2003-08-28

Untangling Compound Documents on the Web
http://www.ht03.org/papers/pdfs/12.pdf


Abstract from http://www.ht03.org/papers/
"Most text analysis is designed to deal with the concept of a 'document',
namely a cohesive presentation of thought on a unifying subject. By contrast,
individual nodes on the World Wide Web tend to have a much smaller granularity
than text documents. We claim that the notions of 'document' and 'web node' are
not synonomous, and that authors often tend to deploy documents as collections
of URLs, which we call 'compound documents'. In this paper we present new
techniques for identifying and working with such compound documents, and the
results of some large-scale studies on such web documents.
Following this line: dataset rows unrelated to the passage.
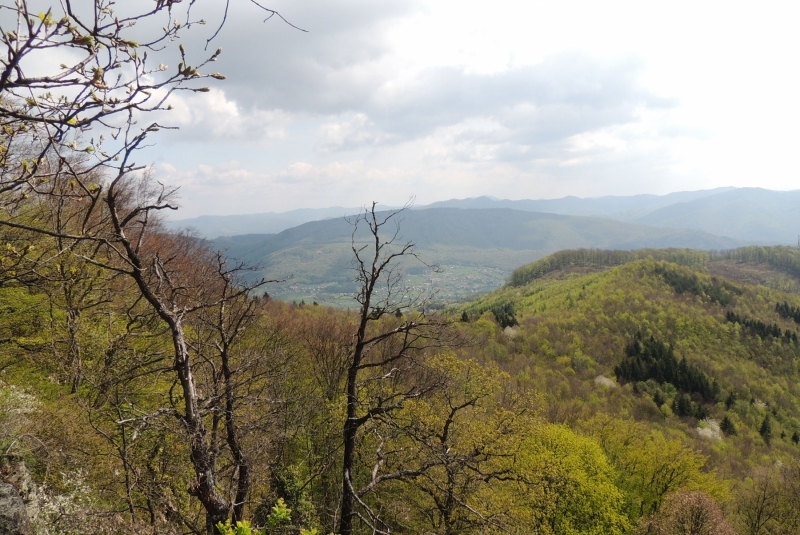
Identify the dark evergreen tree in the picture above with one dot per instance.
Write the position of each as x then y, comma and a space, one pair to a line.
766, 429
730, 400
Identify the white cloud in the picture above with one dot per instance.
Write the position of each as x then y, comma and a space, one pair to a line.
447, 99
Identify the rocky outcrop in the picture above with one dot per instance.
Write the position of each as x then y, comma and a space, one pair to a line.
18, 499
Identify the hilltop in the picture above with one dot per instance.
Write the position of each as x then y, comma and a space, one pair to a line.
570, 326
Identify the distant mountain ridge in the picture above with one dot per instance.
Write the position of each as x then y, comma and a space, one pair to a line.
748, 215
477, 247
623, 208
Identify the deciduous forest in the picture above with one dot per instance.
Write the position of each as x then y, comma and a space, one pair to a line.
149, 385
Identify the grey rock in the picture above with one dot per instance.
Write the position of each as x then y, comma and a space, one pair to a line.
18, 499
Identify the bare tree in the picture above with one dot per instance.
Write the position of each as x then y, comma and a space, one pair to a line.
393, 329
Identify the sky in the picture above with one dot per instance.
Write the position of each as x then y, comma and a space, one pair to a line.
438, 99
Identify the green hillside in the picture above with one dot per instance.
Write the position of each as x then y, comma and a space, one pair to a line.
596, 392
571, 317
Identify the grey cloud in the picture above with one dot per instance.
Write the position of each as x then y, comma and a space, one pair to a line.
342, 68
564, 95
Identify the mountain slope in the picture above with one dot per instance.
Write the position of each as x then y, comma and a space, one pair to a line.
477, 248
754, 215
573, 327
623, 208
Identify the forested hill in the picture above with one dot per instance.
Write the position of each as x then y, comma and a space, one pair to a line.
778, 267
681, 351
608, 392
477, 248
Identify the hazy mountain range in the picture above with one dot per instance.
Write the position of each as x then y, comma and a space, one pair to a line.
750, 215
480, 241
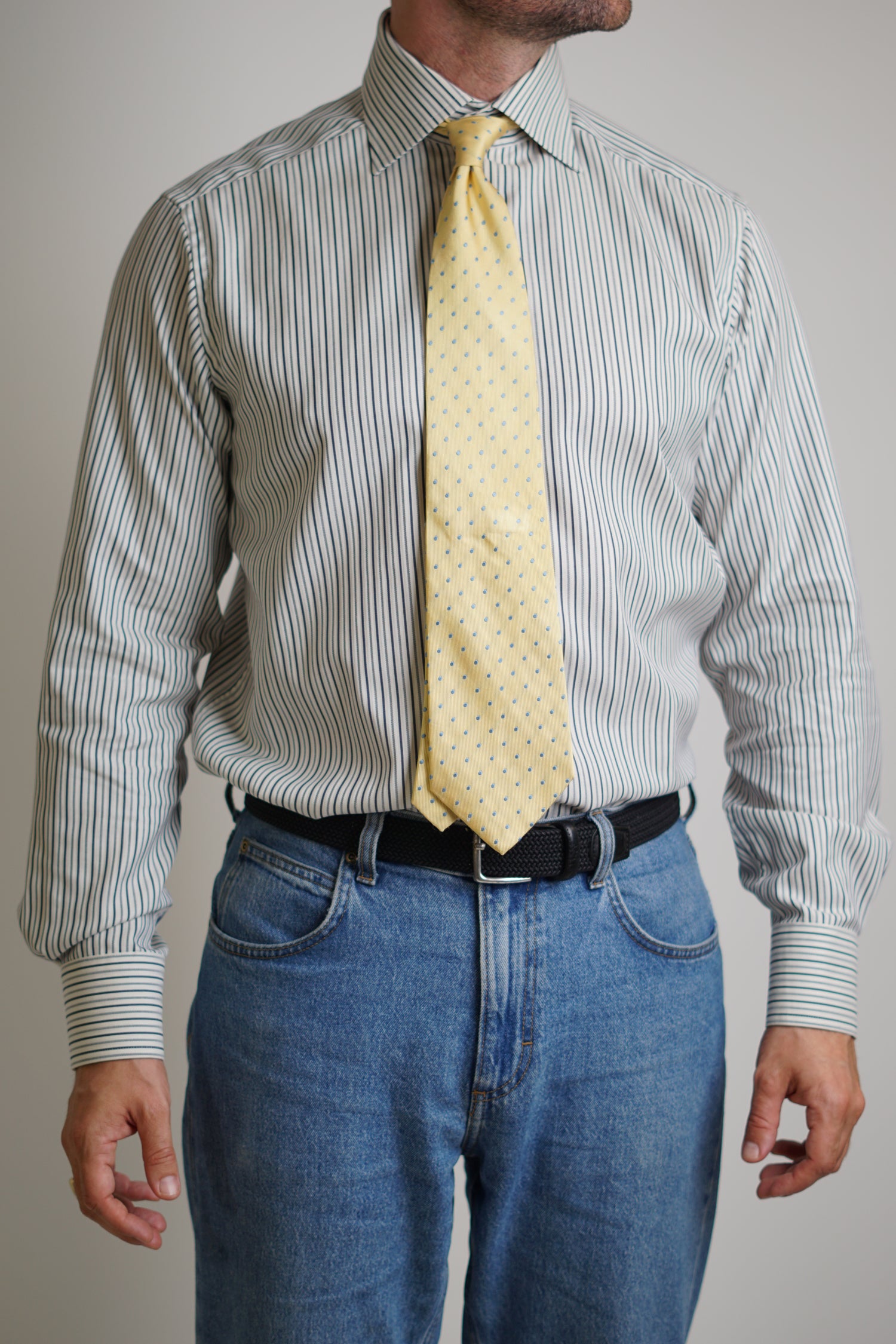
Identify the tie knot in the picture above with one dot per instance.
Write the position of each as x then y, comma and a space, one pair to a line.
473, 136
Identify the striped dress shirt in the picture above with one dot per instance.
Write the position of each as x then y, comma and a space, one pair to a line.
258, 394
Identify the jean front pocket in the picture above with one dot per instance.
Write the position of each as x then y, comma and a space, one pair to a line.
660, 898
269, 904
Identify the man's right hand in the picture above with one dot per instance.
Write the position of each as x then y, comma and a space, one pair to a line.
109, 1101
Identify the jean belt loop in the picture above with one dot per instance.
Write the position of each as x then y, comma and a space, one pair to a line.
607, 847
367, 848
229, 800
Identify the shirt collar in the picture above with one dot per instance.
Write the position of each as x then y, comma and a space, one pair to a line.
403, 100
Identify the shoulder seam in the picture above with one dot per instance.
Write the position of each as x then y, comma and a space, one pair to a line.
182, 194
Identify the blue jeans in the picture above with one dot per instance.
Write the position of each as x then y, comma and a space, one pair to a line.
358, 1026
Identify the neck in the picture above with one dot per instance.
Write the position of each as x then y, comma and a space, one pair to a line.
473, 56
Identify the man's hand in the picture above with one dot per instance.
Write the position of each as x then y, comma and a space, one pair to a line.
109, 1101
813, 1069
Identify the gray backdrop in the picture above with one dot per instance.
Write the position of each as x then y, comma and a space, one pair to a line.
106, 103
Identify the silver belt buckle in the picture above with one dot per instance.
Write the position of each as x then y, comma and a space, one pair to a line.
478, 846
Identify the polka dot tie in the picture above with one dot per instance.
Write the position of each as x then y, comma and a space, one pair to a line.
495, 739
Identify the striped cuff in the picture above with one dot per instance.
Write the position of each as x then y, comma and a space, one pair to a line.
113, 1006
813, 977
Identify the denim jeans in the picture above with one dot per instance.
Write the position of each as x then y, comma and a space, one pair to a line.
358, 1026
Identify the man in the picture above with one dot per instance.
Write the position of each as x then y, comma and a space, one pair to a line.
460, 912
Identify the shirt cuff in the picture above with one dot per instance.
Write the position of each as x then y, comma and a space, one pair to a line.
813, 977
113, 1006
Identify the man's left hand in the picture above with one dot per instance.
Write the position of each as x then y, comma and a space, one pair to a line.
813, 1069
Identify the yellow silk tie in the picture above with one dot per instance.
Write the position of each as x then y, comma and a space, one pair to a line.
495, 741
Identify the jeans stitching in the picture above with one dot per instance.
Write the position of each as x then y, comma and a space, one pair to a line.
281, 863
516, 1077
234, 948
688, 952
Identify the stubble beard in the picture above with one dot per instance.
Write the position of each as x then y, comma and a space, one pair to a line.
547, 20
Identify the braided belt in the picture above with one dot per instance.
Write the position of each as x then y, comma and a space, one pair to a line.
557, 848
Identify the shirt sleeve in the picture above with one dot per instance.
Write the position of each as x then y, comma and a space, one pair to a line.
136, 608
786, 652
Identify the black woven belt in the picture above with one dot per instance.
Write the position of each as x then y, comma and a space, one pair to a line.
557, 848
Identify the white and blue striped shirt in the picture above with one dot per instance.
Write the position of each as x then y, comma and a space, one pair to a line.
260, 393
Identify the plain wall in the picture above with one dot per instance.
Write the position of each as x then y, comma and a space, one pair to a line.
108, 103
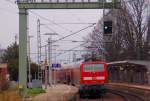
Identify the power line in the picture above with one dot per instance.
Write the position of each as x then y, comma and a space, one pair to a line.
50, 21
71, 34
83, 23
52, 30
69, 50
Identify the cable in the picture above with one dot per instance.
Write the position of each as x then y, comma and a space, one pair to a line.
69, 50
72, 23
50, 21
71, 34
10, 1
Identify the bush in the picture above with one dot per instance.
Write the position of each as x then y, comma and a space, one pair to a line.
35, 91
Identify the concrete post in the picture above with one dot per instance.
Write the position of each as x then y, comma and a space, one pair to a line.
23, 50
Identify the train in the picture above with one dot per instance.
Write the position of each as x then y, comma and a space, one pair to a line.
90, 77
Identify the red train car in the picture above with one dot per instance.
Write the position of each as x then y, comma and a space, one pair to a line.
93, 76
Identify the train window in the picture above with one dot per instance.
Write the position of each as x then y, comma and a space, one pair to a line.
93, 67
88, 68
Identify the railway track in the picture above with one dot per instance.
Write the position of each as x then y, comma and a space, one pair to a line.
128, 96
113, 95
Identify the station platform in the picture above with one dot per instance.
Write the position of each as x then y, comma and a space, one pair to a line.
138, 86
58, 92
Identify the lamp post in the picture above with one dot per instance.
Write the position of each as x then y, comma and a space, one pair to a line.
29, 60
49, 56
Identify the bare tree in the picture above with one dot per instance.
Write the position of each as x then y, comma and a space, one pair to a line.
131, 32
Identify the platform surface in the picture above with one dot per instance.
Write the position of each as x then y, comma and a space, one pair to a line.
138, 86
59, 92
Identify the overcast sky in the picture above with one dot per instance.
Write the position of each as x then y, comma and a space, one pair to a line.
9, 26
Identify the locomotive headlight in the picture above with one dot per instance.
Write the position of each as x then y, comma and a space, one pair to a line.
100, 78
87, 78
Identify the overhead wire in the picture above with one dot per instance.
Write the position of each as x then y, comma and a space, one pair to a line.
50, 21
70, 34
69, 50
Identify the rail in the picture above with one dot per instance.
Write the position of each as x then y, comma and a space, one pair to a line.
67, 1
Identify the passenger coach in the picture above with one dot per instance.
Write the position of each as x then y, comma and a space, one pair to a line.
93, 76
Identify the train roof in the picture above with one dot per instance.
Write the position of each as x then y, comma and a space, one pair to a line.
72, 65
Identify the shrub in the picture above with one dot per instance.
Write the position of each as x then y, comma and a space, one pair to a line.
35, 91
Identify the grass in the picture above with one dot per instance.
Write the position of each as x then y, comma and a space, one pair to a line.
9, 95
35, 91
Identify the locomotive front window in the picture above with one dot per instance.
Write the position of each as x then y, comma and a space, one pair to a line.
93, 67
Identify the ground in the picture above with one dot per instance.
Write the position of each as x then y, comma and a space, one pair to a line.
58, 92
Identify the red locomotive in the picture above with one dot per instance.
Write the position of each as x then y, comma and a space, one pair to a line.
90, 76
93, 75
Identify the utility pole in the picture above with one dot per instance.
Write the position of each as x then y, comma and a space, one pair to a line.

The primary
motivation for this work stems from the fact that information retrieval
techniques are better suited to working on documents than individual hypertext
nodes."

hypertext [as the web] is very influential, nodes on everything. but...

it's just a sea of nodes out there. the nature of the web, it's huge. we didn't
realise it would become this.

[ooh, just got a shudder of what the web is. it's a new thing, spreading over
the planet, a big new thing that's being built. not just infrastructure, not
just natural. but the web!]

search engines are now crucial. they're necessary for you to establish your
context on a topic [to see the neighbourhood around it, if you can't see where
you are. nice!].

example of some of the problems:
- multiple URLs make up a single document (eg, a long story split over several
pages)

what is a document?
- cohesive presentation of thought on a single topic. single or multiply
authored; with multiple authors each must be aware of the overall structure.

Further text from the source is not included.